Là nanotechnologie – c’est-à-dire le contrôle de la matière à l’échelle nanométrique, soit un milliardième de mètre – n’est pas de la science-fiction, bien au contraire, cela fait partie de la nature elle-même. Un exemple ? Le papillon Morpho bleu. C’est un épidoptère qui vit dans les forêts d’Amérique centrale et d’Amérique du Sud dont les ailes sont bleu électrique grâce à certaines nanostructures qui les recouvrent : l’étude de ces nanostructures a permis de développer une méthode de production verres antireflet.
La couleur des ailes bleues du Morpho
De nombreux animaux et plantes tirent leurs couleurs de pigments, qui absorbent certaines longueurs d’onde de la lumière et en réfléchissent d’autres. Mais les pigments naturels ont des limites : chez les animaux par exemple, on trouve principalement des pigments bruns, rouges ou jaunes. Pourtant, des créatures comme le Morpho bleu, le paon ou certains coléoptères présentent des couleurs très vives, comme le bleu ou le vert, même s’il n’a pas de pigments de ces couleurs. Alors comment font-ils ?
Le secret du Morpho bleu réside dans la partie dorsale de ses ailes : celles-ci sont recouvertes de nanostructuresde petites structures répétitives jusqu’au niveau nanométrique qui interagissent avec la lumière. Ces structures créent des interférences avec la lumière du soleil et ils reflètent uniquement la composante bleue du spectre visiblecréant cette couleur électrique que nous voyons. Ce phénomène est appelé couleur structurelleet c’est la même chose que l’on retrouve dans les plumes de paon ou les coléoptères irisés.

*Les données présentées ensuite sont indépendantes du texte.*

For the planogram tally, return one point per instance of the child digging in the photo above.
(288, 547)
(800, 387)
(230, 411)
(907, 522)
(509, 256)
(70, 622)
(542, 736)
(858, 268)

Le fait que les ailes aient cette couleur n’est pas accidentel, elles remplissent en fait une fonction très importante, aidant le papillon à régler la température. Les ailes absorbent en effet une partie de la lumière, la transformant en chaleur, permettant au Morpho bleu de se réchauffer. Ceci est crucial pour sa survie, surtout aux petites heures du matin, lorsqu’il a besoin d’énergie pour voler et chercher de la nourriture. Mais ce n’est pas tout. Cette couleur vive et irisée qui nous fascine tant a aussi une fonction défensive : confondre les prédateurs. Sa luminosité et son changement continu de teinte selon l’angle d’observation rendent le papillon plus difficile à suivre, décourageant ainsi les attaques. En pratique, la couleur de ses ailes est non seulement belle, mais aussi un système de défense parfait, résultat de millions d’années d’évolution.
Comment êtes-vous passé des ailes bleues Morhpo aux verres antireflet ?
En étudiant les ailes de ce papillon, les scientifiques ont découvert que le nanostructures présents à leur surface peuvent être reproduire, difficilement, artificiellement. Certains verres antireflet modernes exploitent le même principe : les surfaces des verres sont traitées avec des couches très fines, constituées de nanostructures (généralement à base de silicium, principal élément composant le sable des plages) selon les mêmes principes que les ailes de papillon. . Ces structures réduisent considérablement la des reflets indésirables, ce qui peut perturber la vision et améliorer la transparence des lentilles, laissant passer plus de lumière. Cette technologie s’est avérée cruciale dans des domaines tels que l’optique de précision, les caméras, les écrans et même les cellules solaires, où chaque rayon de lumière compte.